After browsing through the source code of the functions listed in the stack trace, the erroneous code appears to be in BWindow::UpdateIfNeeded():

    BMessageQueue *queue = MessageQueue();
    queue->Lock();

    // First process and remove any _UPDATE_ message in the queue
    // With the current design, there can only be one at a time

    BMessage *msg;
    for (int32 i = 0; (msg = queue->FindMessage(i)) != NULL; i++) {
        if (msg->what == _UPDATE_) {
            BWindow::DispatchMessage(msg, this);
                // we need to make sure that no overridden method is called
                // here; for BWindow::DispatchMessage() we now exactly what
                // will happen
            queue->RemoveMessage(msg);
            delete msg;
            break;
                // NOTE: "i" would have to be decreased if there were
                // multiple _UPDATE_ messages and we would not break!
        }
    }

    queue->Unlock();

BWindow::DispatchMessage() is invoked while holding the message queue lock. DispatchMessage() calls various functions, including BView::Draw() which can be overridden by application developers. So, although the comment in UpateIfNeeded() suggests that calling DispatchMessage() is OK, it definitely is not.

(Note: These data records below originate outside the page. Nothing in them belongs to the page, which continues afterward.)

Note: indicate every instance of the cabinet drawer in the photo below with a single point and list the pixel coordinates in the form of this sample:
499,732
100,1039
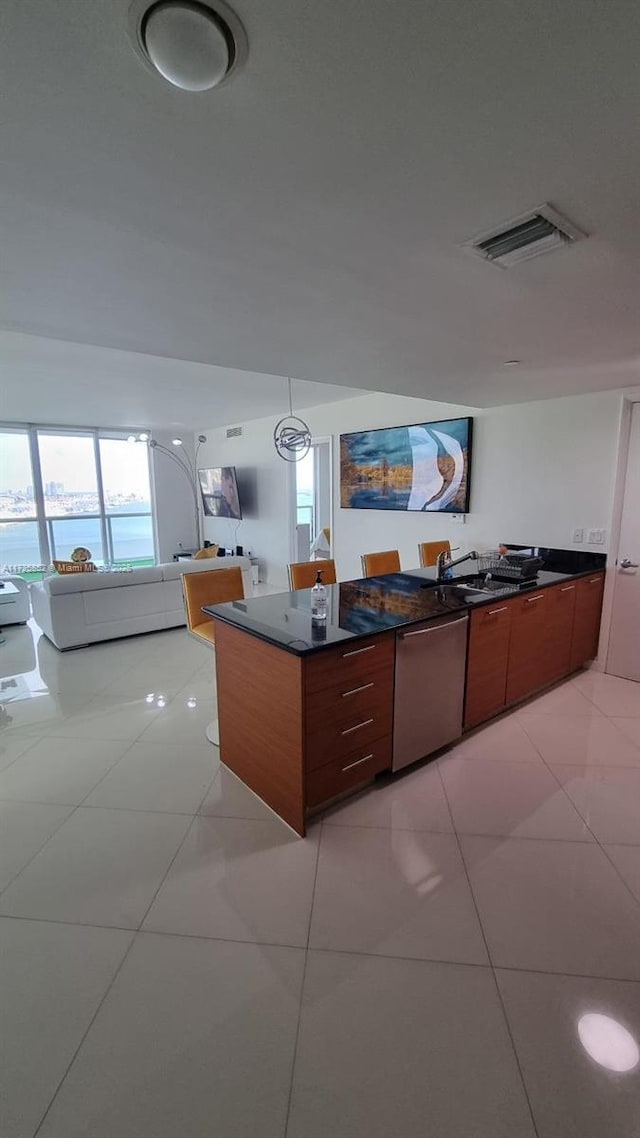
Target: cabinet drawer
486,662
347,772
527,646
559,632
587,619
351,665
372,692
353,730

To sum up our findings: Tracker hangs because it's still in its initialization phase and waits forever for a reply message from the Deskbar. The Deskbar in turn has run into a standard deadlock with the BLooperList lock and the deskbar window's message queue lock involved. Main and window thread mutually wait for the lock the respective other thread holds.

Conclusion

Haiku's kernel debugger is a powerful tool whose usefulness does not end in the kernel domain. It can also help with certain userland problems, that would otherwise be tricky to tackle. This document gave an introduction to the basic features of the kernel debugger, its most commonly used commands, and the kernel tracing mechanism. It concluded with a documented debug session showing how to apply the previously presented information to track down a bug in practice.

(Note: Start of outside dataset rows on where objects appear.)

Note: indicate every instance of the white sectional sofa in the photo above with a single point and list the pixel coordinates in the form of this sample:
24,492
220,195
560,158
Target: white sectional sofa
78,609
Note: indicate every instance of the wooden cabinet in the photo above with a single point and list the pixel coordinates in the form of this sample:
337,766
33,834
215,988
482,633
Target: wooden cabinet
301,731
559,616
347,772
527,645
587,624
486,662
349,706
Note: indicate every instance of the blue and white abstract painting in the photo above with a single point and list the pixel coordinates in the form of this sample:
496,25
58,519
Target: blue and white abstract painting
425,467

I hope after reading this document, Haiku developers feel encouraged to also consider whether using the kernel debugger could lead them quicker to a solution when they face a problem in Haiku. Particularly keeping the inexpensive kernel tracing enabled at all times might provide helpful information right when it's needed.

Comments

Re: Welcome to Kernel Debugging Land...

Ingo, once again you have shown us that you are an amazing asset to the Haiku community. This is an excellent article - a pleasure to read. Well done, and drinks on me :)

Re: Welcome to Kernel Debugging Land...

Thanks for the article Ingo, I was excited to read about the additional Kernel debug functions but never quite knew how to use them. Your guide to the important commands was very clear. I lost some of the logic you used to interpret the output in the example debug session but I can see how all the information you needed was available through KDL. Neat.

Now if I see a problem in Haiku I might be tempted to do more than just F12->"reboot"!

Re: Welcome to Kernel Debugging Land...

Terrific article...thanks so much for it! You're very good at documentation, Ingo.

Re: Welcome to Kernel Debugging Land...

Excellent article, very very useful, thanks!

KDL key updated

the <F12> key have been replaced.
Now, if you want to enter the kernel debugger, you have to press <alt> + <SysReq> + <d> (in this order).

Re: KDL key updated

Good point :)

Also, PS2 is no longer mandatory as USB is also supported, but I think it's limited to UHCI-based controllers only (I am not certain about this).

If Ingo doesn't notice these comments, I'll try and remember to fix it in a couple days myself.